Şimdi doğruluyordu kirli ve çıplak zeminden. Gölgesiyle karşılaştı duvarda; kollarını kaldırdı ve kendisine rastlamak isterken karanlıkta. Hiçbir şeyin hareket etmediğine tanık oldu. Her şey yerli yerindeydi. Duvar, çatlaklar, hatta ses bile ona ulaşmağa çabalamıyordu. Öylesine durgundu her şey. Her şeyi yerli yerine koyuyordu manzara.

Zeminden ne yükseliyordu? Karnında hissetmeye başladı o’nu. İlerlemeye başladı, gövdesine, omuzlarına, kollarına ve ellerine.

Şimdi hissediyordu gölgenin kendisini. Yaratmıştı çıplak elleriyle o’nu. Şekil vermişti özenerek. Sevmiş ve beslemişti.

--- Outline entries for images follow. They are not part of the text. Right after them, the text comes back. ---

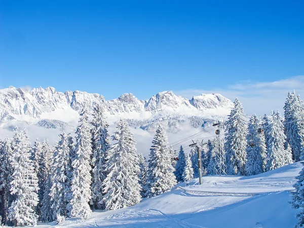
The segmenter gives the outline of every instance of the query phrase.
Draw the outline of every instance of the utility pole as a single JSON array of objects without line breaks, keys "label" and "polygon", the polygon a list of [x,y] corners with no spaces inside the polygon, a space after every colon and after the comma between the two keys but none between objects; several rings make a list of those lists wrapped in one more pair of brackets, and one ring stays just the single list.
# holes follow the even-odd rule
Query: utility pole
[{"label": "utility pole", "polygon": [[222,123],[218,123],[213,124],[213,126],[218,126],[218,129],[215,131],[215,134],[218,141],[218,150],[216,150],[215,162],[214,162],[214,173],[220,176],[226,175],[226,157],[225,156],[224,149],[222,148],[221,140],[221,132],[223,129]]},{"label": "utility pole", "polygon": [[202,159],[201,158],[201,153],[200,153],[200,146],[202,146],[206,143],[203,143],[203,140],[202,140],[202,142],[200,143],[199,142],[199,140],[197,140],[196,142],[194,142],[194,141],[193,140],[192,140],[192,141],[193,142],[193,143],[189,145],[189,146],[191,147],[196,147],[198,157],[199,157],[199,177],[200,178],[200,184],[202,184],[203,183],[202,177]]}]

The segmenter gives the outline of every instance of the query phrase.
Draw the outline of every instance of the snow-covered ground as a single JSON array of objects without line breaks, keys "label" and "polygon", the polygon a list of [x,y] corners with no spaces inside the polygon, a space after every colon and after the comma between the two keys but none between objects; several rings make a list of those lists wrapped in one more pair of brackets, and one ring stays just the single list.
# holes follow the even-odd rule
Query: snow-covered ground
[{"label": "snow-covered ground", "polygon": [[73,218],[53,227],[288,228],[297,212],[288,203],[300,163],[250,177],[204,177],[170,192],[116,211],[95,211],[82,221]]}]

Tutmuş ve sallamıştı. Sonra da çekip almıştı tereddüt etmeden. 

 

Nasıl öldüğüne gelince;

Bir kez anlaştı. Bıraktı kollarına kendini. Sardı köşesini, berisini, en ince yerlerini. Kırdı sanki sözün ve iyiliğin halesini. Tüm besinlerini aldı daha fazla acıksın ve istesin diye. An’ı ve hatırayı zedeledi. Titredi ,sarsıldı yeniden. Çöktü yalın ve sadece. Peki ne öğretilmişti? Neler söylenmişti? Nasıl anlatılmıştı bu üst yaratım o’na? Nasıl anlayabilmişti, en uç ve derin kaygılarından sıyrılarak? Karşısına aldığı; bir hışımla sözler savurduğu ve açıkça yaraladığı; güzelliği, saflığı, masumiyeti, erdemi. Hesap soruyordu ;kayıp zamana dayanarak. Geriye anlamsızlığı, boşluğu, kimsesizliği bırakan; benden ne istiyordu? Bana ne borçluydu? Hırpaladı ve aşağıladı. Büyük sorular; yüksek cevaplar; girişilmiş ve ürkütülmüş bir bağlanma şekli. Seni korkutuyor muyum?

Bana neler söylüyorsun? Hiçbir imkan kalmayana kadar tükettim. Hiçbir söz kalmamacasına arıttım. Elimde kalan son güzü bir hiç uğruna hem de alelade, söküp attım!

Şimdi benden hesap mı soruyorsun? Geriye kalan bu posanın ve sayıklamalarının bir fayda getireceğini mi söylüyorsun? Kim olduğunu zannediyorsun?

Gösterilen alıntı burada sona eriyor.